It's not easy to faze tennis icon Venus Williams, and she says that's a major reason why she's experienced success, both on the court and off.
"Not too much bothers me," Williams tells CNBC Make It. "So even in the worst situations, I'm pretty calm and collected."
Staying calm has been key for Williams, who has been in the public eye for her tennis skills since childhood. Now 39, Williams is a five-time Wimbledon champion and an Olympic gold medalist who has been playing professional tennis for 25 years.
Williams is also an entrepreneur who serves as the CEO of both her own interior design firm as well as the athletic apparel line EleVen. Williams and her sister Serena are also part-owners of the Miami Dolphins, having bought a minority stake in 2009, and the sisters have also invested in the mixed martial arts company the Ultimate Fighting Championship (UFC).
In addition to running multiple businesses and regularly playing in high-stakes tennis matches for more than two decades, Williams has had to overcome her share of health setbacks. Williams struggled through chronic wrist pain from tendinitis that nearly derailed her career in the mid-2000s, but she worked through the pain to win Wimbledon titles in 2007 and 2008.
Williams was also has Sjögren's syndrome, an autoimmune disorder that can lead to fatigue and joint pain. After skipping multiple tournaments to rest following her diagnosis in 2011, Williams returned to professional tennis in 2012. She reached the Australian Open finals in 2017 and she's currently 53rd in the WTA rankings.
"I roll with the punches really well," Williams says in describing the mindset that's allowed her to remain one of the world's best tennis players despite her illness.

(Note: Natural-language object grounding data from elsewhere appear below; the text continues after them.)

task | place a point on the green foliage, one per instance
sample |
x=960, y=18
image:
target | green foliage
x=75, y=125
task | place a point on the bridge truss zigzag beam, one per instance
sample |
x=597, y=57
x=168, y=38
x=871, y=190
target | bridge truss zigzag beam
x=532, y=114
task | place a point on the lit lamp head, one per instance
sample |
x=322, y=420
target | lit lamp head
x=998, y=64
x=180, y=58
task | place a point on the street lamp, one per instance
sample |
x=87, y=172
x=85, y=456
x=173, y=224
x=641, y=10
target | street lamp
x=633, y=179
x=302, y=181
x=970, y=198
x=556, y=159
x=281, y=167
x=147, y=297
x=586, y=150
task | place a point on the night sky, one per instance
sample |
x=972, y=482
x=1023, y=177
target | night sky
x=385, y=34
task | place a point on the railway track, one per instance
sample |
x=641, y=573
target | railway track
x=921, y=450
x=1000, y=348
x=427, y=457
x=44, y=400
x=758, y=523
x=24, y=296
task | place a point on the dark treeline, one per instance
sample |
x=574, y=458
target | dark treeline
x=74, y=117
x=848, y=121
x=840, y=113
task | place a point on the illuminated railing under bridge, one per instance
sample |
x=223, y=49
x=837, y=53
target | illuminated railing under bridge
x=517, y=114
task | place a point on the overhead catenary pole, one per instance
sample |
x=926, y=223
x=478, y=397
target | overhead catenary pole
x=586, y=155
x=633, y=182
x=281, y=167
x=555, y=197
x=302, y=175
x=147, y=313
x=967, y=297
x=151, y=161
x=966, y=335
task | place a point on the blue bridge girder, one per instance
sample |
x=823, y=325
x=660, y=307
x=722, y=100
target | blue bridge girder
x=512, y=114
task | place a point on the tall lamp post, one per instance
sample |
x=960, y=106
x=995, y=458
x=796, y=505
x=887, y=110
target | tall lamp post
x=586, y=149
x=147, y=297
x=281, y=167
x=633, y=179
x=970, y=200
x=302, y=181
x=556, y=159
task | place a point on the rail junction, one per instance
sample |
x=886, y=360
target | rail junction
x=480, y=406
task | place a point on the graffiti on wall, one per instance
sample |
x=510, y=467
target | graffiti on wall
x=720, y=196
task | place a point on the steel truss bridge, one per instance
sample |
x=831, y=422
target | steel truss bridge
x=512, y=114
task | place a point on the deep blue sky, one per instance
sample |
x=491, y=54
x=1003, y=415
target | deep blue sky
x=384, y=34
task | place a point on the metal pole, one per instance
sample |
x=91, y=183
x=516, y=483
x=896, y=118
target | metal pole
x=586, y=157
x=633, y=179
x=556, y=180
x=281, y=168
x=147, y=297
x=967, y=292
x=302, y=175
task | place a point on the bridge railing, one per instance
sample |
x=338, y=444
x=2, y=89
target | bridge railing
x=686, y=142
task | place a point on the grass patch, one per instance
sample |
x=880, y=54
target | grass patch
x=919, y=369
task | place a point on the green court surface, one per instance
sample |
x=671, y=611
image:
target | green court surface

In trying to balance being a tennis player and an entrepreneur, Williams simply "staying on top of things" is one of her biggest challenges.

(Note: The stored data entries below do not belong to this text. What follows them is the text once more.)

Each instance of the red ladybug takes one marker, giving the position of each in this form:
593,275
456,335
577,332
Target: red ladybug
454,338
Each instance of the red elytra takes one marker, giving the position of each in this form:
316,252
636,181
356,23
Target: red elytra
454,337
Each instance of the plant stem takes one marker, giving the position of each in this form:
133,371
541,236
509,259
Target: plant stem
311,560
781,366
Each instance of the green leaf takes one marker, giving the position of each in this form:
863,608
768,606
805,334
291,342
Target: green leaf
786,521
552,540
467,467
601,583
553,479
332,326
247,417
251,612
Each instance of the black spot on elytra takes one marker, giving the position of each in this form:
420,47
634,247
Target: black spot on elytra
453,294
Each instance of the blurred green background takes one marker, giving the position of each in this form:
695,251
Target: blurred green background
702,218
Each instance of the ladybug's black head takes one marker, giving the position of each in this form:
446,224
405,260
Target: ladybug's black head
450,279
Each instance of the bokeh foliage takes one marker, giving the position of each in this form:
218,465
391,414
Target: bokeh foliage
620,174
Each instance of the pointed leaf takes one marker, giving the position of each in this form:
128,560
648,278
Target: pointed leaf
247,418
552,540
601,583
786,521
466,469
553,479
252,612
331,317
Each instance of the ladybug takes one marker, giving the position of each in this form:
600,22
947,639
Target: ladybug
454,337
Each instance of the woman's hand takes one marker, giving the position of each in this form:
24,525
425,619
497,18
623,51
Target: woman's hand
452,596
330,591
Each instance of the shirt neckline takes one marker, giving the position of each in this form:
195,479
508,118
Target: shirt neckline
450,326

"In order for things to be successful, you have to be a part of it," Williams says of her business pursuits, which she has to avoid neglecting in favor of her tennis career. "So I just make sure that don't get too much tennis ball fuzz in my head and that I stay on top of my emails, which is easier said than done."

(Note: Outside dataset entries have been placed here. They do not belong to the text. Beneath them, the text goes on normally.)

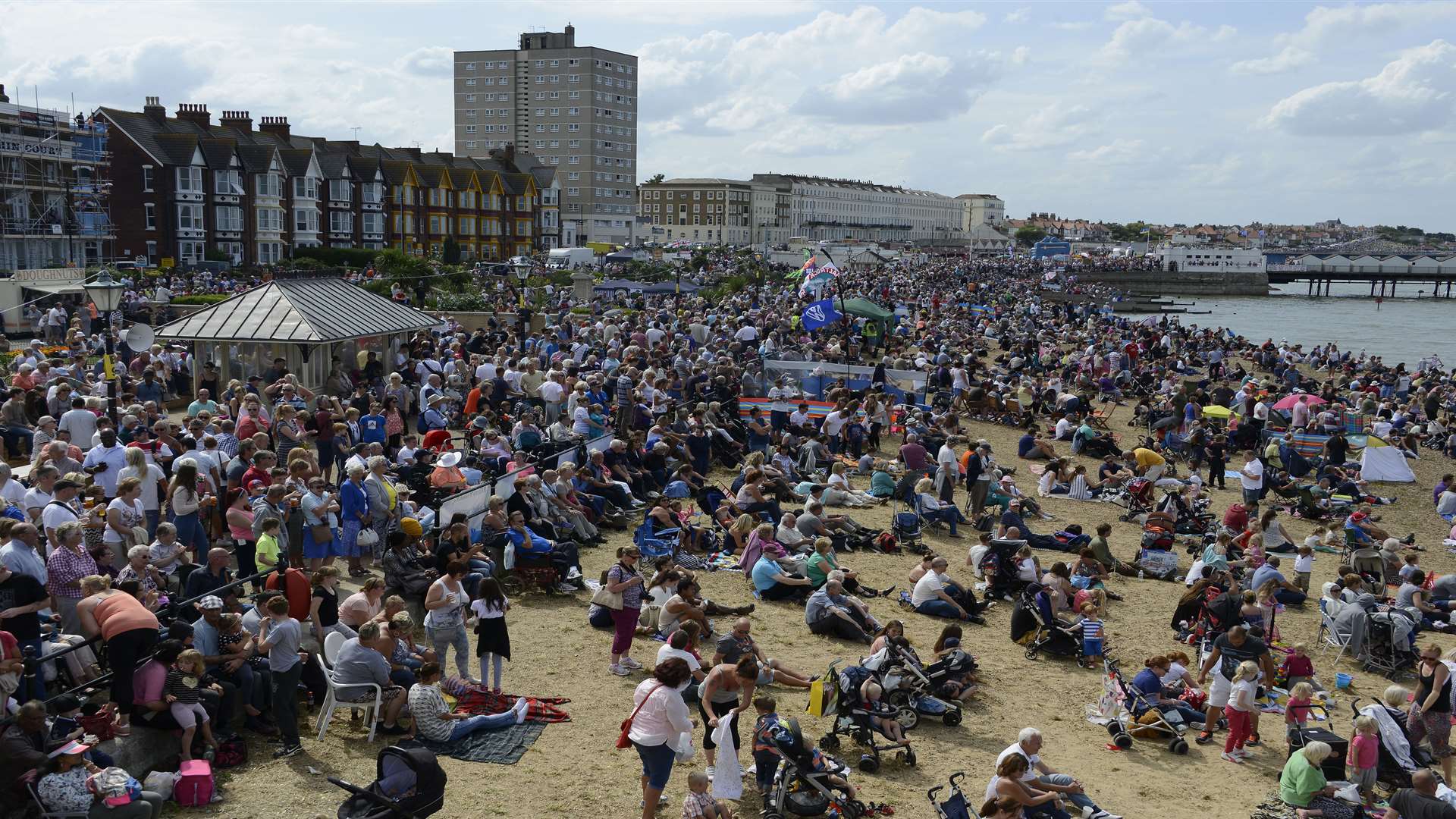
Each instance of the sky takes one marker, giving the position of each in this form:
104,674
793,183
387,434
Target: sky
1168,112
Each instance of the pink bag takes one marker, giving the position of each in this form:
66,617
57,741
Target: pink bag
196,786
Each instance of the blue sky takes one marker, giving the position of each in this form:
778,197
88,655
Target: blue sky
1159,111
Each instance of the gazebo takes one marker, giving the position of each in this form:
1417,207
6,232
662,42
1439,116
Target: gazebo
305,321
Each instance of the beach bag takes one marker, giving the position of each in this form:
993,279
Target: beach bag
626,725
231,754
194,786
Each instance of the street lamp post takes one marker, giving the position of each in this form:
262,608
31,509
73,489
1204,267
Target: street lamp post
105,293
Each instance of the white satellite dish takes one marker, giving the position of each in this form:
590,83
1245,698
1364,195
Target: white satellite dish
139,337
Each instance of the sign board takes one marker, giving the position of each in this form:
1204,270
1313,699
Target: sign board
53,149
49,275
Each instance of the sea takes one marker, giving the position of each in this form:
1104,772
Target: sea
1400,330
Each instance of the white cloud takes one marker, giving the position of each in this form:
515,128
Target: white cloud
1150,36
1117,152
1413,93
1288,60
1128,11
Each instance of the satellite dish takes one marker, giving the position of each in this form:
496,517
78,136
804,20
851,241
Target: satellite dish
139,337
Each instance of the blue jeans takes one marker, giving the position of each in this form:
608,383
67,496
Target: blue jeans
36,691
193,534
481,722
938,608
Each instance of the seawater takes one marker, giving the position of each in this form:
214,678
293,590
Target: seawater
1400,330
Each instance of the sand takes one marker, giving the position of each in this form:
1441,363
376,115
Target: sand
576,771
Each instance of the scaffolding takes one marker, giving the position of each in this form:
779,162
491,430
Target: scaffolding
55,190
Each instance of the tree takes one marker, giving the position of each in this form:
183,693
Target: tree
1030,235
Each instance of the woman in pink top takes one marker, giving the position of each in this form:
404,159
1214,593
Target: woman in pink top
130,632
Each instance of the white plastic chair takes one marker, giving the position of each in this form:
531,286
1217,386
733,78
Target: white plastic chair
331,651
1329,639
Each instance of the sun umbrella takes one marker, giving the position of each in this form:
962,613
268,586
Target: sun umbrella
1289,401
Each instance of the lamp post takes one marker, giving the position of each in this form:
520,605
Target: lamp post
105,293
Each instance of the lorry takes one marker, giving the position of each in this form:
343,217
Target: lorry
565,259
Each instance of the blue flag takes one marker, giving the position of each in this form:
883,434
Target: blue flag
820,314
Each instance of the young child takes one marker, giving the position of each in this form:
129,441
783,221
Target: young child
494,642
1239,711
1216,461
1304,566
184,697
764,755
1365,754
168,556
699,803
1296,708
1091,632
1411,564
278,635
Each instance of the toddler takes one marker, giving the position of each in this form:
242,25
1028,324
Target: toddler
1365,754
182,694
1304,566
1239,711
699,803
1296,710
1091,632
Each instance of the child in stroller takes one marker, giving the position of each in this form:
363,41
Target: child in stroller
859,711
810,781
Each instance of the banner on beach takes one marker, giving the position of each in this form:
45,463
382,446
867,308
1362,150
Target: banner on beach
820,314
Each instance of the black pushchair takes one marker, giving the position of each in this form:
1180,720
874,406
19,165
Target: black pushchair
408,784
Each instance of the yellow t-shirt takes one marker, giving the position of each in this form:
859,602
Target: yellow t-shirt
1147,458
267,547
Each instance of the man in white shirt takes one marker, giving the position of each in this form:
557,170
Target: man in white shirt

But to keep her peace of mind amid the craziness, Williams says it helps to be able to understand what you can control and what you can't.
"I think part of it is, you know, you'll do the best you can [and] everything you can for the situation," she tells CNBC Make It. "And if you can do no more, then you have to kind of let it go … There's only so much you can do in a 24-hour period."
If you're overly worried about factors out of your control, those concerns can end up distracting you from your goals.
If anything, Williams' busy schedule can actually help her achieve that calm mindset, she adds: "Being productive, accomplishing things, gives you peace of mind [and] gives you confidence." And having confidence and peace of mind are building blocks for success, she says. "Everything adds up."